Records

Now onto creating our own types!

I'm sure you're familiar with structs from C or records from Pascal. They simply group multiple values into a single value. Records in Funky are very much the same.

They're defined like this:

record Name = field : type, ...

For example:

record Person =
    name : String,
    age  : Int,

Note. Trailing comma is allowed.

The Person type is now a new, non-reproductive way of creating people (pretty revolutionary if you think about it). How do we create one?

Whenever we define a record, Funky generates a constructor function with the same name. Let's see!

$ funkycmd -types person.fn
> Person
String -> Int -> Person

Basically, it takes values for the name and the age and gives us a fully fledged person. Great!

record Person =
    name : String,
    age  : Int,

func main : IO =
    let (Person "Joe" 28) \joe
    quit

We've got Joe! How do we use him?

In addition to the constructor function, Funky generates two functions per field: a getter and an updater. Name of both of the functions is the same as the name of the field:

$ funkycmd -types person.fn
> name
Person -> String
(String -> String) -> Person -> Person

The type Person -> String is the getter. It works just as you'd expect:

record Person =
    name : String,
    age  : Int,

func main : IO =
    let (Person "Joe" 28) \joe
    println (name joe);
    quit

Running it:

$ funkycmd person.fn
Joe

The updater with the type (String -> String) -> Person -> Person is a little more... funky.

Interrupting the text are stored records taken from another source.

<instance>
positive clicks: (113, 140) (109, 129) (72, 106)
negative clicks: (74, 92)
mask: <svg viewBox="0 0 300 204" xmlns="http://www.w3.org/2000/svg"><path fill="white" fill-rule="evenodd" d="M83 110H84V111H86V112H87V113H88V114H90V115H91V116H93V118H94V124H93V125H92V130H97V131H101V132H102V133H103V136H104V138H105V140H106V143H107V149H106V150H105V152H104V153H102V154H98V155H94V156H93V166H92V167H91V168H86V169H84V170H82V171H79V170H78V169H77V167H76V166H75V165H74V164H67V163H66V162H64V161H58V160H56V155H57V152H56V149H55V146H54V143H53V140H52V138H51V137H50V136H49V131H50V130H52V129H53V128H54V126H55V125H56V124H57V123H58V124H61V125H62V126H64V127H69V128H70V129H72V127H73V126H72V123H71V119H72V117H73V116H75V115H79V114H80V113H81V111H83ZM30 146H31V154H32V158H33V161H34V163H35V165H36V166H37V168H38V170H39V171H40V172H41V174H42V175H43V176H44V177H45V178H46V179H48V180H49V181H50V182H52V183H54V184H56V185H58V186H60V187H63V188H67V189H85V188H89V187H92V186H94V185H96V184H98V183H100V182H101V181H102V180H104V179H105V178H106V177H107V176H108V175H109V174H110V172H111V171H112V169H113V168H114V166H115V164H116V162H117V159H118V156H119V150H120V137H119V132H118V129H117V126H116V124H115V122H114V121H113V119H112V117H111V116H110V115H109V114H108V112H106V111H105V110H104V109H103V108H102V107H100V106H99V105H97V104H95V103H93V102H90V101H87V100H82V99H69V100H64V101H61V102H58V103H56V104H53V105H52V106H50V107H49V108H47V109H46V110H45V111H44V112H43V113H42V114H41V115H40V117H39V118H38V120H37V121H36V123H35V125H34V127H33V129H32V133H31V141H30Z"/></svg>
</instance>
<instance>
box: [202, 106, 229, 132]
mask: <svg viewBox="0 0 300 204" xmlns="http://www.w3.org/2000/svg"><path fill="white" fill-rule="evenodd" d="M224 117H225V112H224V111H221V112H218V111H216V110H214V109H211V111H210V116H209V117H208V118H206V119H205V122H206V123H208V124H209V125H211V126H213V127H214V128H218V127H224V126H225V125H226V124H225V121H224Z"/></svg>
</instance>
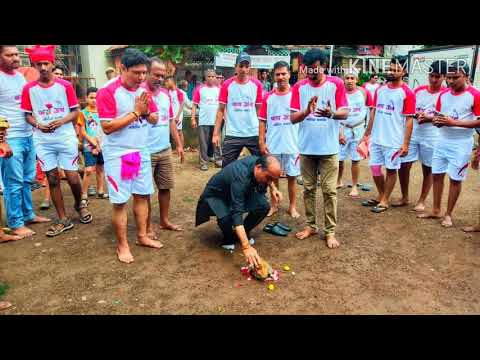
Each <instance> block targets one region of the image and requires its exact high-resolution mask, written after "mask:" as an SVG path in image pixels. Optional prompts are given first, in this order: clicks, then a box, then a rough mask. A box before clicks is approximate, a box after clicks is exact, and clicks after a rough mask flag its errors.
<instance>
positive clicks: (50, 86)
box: [20, 79, 78, 144]
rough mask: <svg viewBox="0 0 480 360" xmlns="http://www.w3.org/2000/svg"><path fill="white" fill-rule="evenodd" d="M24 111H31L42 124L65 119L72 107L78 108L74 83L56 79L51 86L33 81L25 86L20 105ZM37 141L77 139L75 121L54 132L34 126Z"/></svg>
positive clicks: (41, 123)
mask: <svg viewBox="0 0 480 360" xmlns="http://www.w3.org/2000/svg"><path fill="white" fill-rule="evenodd" d="M20 107H21V109H22V110H23V111H24V112H27V113H31V114H33V116H34V117H35V119H36V120H37V121H38V122H39V123H40V124H42V125H47V124H49V123H51V122H52V121H55V120H60V119H63V118H64V117H65V116H67V115H68V114H69V113H70V110H71V109H76V108H78V99H77V96H76V95H75V91H74V90H73V86H72V84H70V83H69V82H68V81H65V80H63V79H55V81H54V82H53V83H52V85H50V86H44V85H41V84H40V83H39V82H38V81H32V82H30V83H28V84H27V85H25V86H24V88H23V91H22V101H21V105H20ZM33 139H34V141H35V143H37V144H42V143H63V142H70V141H72V140H75V141H76V139H77V133H76V132H75V128H74V127H73V123H72V122H69V123H68V124H65V125H62V126H60V127H59V128H58V129H56V130H55V131H54V132H53V133H43V132H41V131H40V130H38V129H36V128H33Z"/></svg>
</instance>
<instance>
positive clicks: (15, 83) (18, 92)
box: [0, 70, 32, 139]
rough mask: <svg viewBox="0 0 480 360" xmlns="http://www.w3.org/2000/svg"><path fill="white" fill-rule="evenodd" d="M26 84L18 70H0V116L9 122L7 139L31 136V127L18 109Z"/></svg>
mask: <svg viewBox="0 0 480 360" xmlns="http://www.w3.org/2000/svg"><path fill="white" fill-rule="evenodd" d="M26 84H27V80H25V78H24V76H23V75H22V74H21V73H20V72H18V71H16V70H15V71H14V72H13V74H7V73H5V72H3V71H1V70H0V116H3V117H4V118H6V119H7V120H8V122H9V123H10V127H9V128H8V131H7V139H12V138H19V137H28V136H32V127H31V126H30V124H28V123H27V121H26V117H25V112H23V111H22V110H21V109H20V103H21V100H22V89H23V87H24V86H25V85H26Z"/></svg>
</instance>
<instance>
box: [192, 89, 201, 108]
mask: <svg viewBox="0 0 480 360" xmlns="http://www.w3.org/2000/svg"><path fill="white" fill-rule="evenodd" d="M193 103H194V104H195V105H198V104H200V86H199V87H197V88H196V89H195V92H194V93H193Z"/></svg>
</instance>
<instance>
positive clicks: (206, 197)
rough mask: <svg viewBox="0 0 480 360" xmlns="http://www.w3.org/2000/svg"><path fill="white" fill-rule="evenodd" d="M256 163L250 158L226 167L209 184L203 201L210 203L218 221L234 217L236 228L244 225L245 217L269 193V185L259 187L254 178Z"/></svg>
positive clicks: (211, 206) (214, 175)
mask: <svg viewBox="0 0 480 360" xmlns="http://www.w3.org/2000/svg"><path fill="white" fill-rule="evenodd" d="M257 159H258V156H247V157H245V158H243V159H241V160H237V161H234V162H233V163H231V164H229V165H227V166H226V167H225V168H224V169H222V170H221V171H220V172H219V173H217V174H216V175H214V176H213V177H212V178H211V179H210V180H209V181H208V183H207V186H206V187H205V190H204V192H203V194H202V196H201V198H200V201H202V200H207V201H208V203H209V205H210V207H211V208H212V210H213V211H214V212H215V214H216V216H217V217H218V218H222V217H223V216H226V215H228V214H231V216H232V219H233V225H234V226H240V225H243V214H244V213H245V212H248V209H250V208H252V207H254V206H255V204H256V203H257V201H259V200H260V199H259V195H260V197H263V198H264V197H265V193H266V192H267V185H266V184H259V183H257V182H256V180H255V176H254V175H253V170H254V168H255V163H256V161H257ZM215 199H218V200H220V201H215ZM262 200H264V199H262Z"/></svg>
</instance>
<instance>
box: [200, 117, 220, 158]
mask: <svg viewBox="0 0 480 360" xmlns="http://www.w3.org/2000/svg"><path fill="white" fill-rule="evenodd" d="M214 128H215V126H204V125H202V126H199V127H198V143H199V145H200V146H199V147H200V154H199V155H200V165H203V164H208V158H211V157H212V156H214V158H215V161H219V160H221V159H222V157H221V154H220V149H219V148H215V146H213V144H212V137H213V129H214Z"/></svg>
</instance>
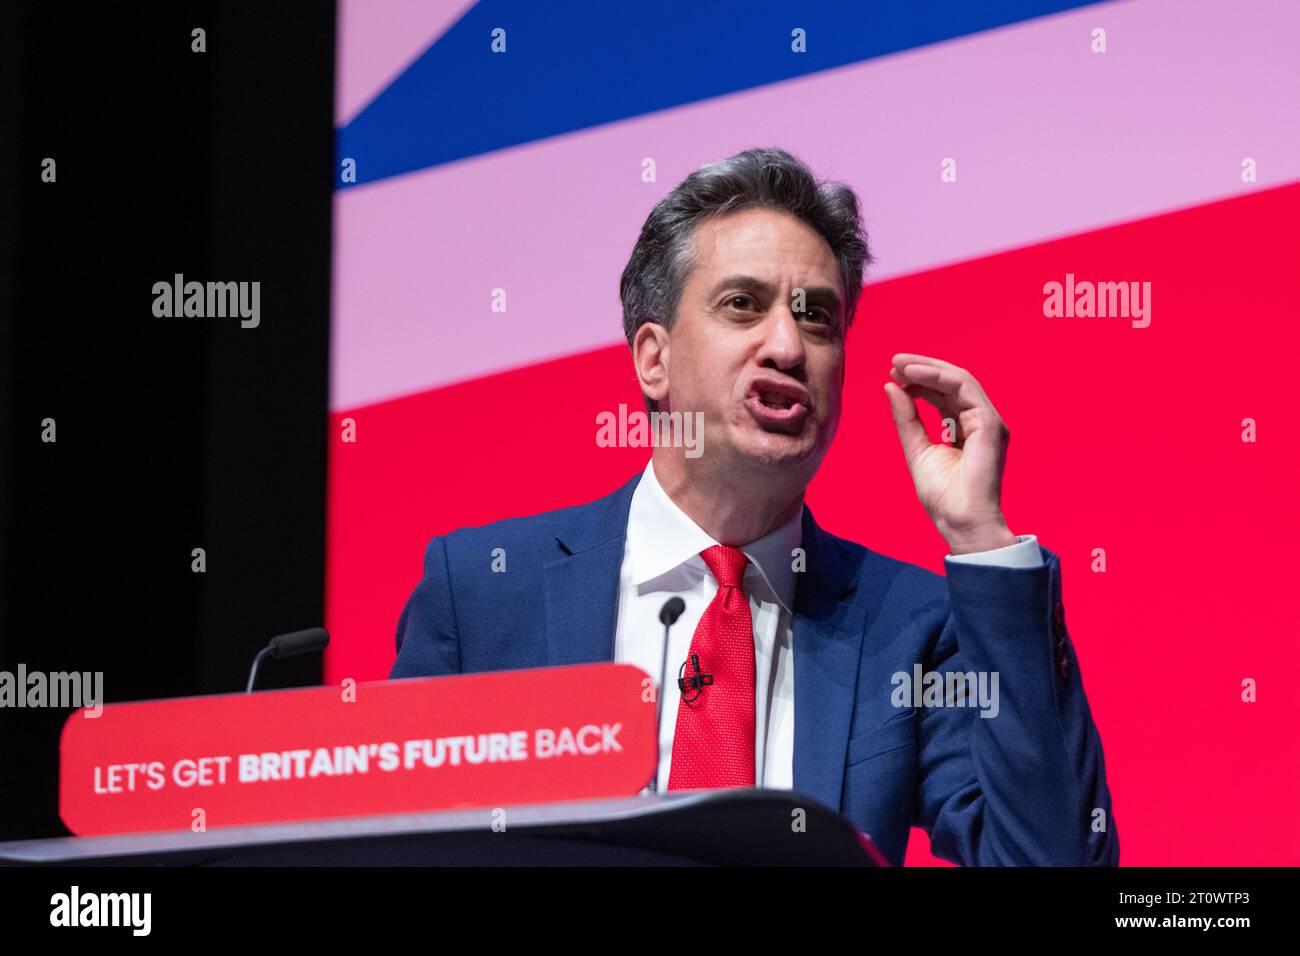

Here's what it does: it takes a function and a person. It returns a new person that is the same as the old one, except with the field modified by the function.

Let's see:

record Person =
    name : String,
    age  : Int,

func main : IO =
    let (Person "Joe" 28)       \joe
    let (name (++ ", yo!") joe) \joe  # shadows the previous joe variable
    println (name joe);
    let (age (+ 1) joe) \joe          # Joe had a birthday!
    println (string; age joe);
    quit

And run it:

$ funkycmd person.fn
Joe, yo!
29

Note. If you want to replace the field's value by some other value, you can use the const function like this: name (const "Joseph") joe (changes the name to "Joseph"). The function const makes a function that, taking any input, always evaluates to a constant. So, (const "Joseph") 12 evaluates to "Joseph".

Composing getters and updaters

The signatures of the getters and the updaters are not random. They enable some really cool stuff! We'll check it out now.

I'll show it to you on these two records:

record Point =
    x : Int,
    y : Int,

record Line =
    from : Point,
    to   : Point,

Okay, now, say we have a Point, let's call it pt. To get the X coordinate we do x pt and to get the Y coordinate we do y pt. Easy! To move the X coordinate 10 units to the right, we do x (+ 10) pt and to set the Y coordinate to 0 we do y (const 0) pt.

Okay, now say we have Line. Let's call it line. The line has two points: from and to. What if we want to move the X coordinate of the first point by 10?

Now, here comes the cool part! All we need to do it to realize, that

x (+ 10)

is a partial application of the x updater and has type Point -> Point. But, any Point -> Point can be used in the from updater:

from (x (+ 10)) line

Lastly, we can clean it up with the function composition operator:

(from . x) (+ 10) line

Note. The function composition operator . works like this: (f . g) x = f (g x). So you see we've just rewritten the previous expression using this formula.

Details. In Funky, the function composition operator is overloaded a few times in the standard library, namely for when the second function takes multiple arguments. For example, one of the overloaded versions works like this: (f . g) x y = f (g x y). That way, writing (concat . map) works exactly as you'd like to. The type checker can always tell which version fits the context.

And that's it! That's pretty clean, isn't it?

Getters can be composed similarly, except in the opposite order:

(y . to) line

That's the Y coordinate of the last point.

Getters and updaters also have a very important role when it comes to expressing state flow with the State type as we'll cover in the part about expressing imperative algorithms. In short, they enable record fields to act as mutable variables in an imperative algorithm.